Remix.run Logo
styanax 5 days ago

> because you end up doing multiple searches in parallel and merging results

This reminds me of the design model of SearX/SearXNG - instead of a distributed forge index, it would distribute the search endpoints of forge instances to facilitate the next steps you outline. It almost feels like a central coordinator or maybe a CDN-like network set of search proxies would be needed to do the actual combining and filtering of results. Maybe it could fit in the Codeberg operational umbrella in some future plan.

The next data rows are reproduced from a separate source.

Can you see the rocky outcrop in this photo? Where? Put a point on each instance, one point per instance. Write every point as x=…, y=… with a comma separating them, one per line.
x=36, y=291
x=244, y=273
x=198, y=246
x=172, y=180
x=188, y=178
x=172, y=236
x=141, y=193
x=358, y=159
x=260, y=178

In practice Nostr does this step on the client side - one subscribes to relays, then when querying for new content it asks all relays, gets all the duplicate metadata and filters on the client. Huge network use and battery drain on your handheld device, Nostr bouncers have emerged for this exact same reason, a popular software is "Bostr", easy to find examples run by random volunteers but it requires money (disk/cpu/ram): https://bostr.azzamo.net/

vidarh 5 days ago | parent [-]

There are quite a lot of approaches you can take to reduce the cost of this, e.g. sharding by search term, so the number of shards hit for any specific search term is a subset of the total set.

You can also certainly broadly cache the "top" of the hit lists for very common searches, so you don't need to fan out unless you're doing less common searches or going beyond the first "page" of results.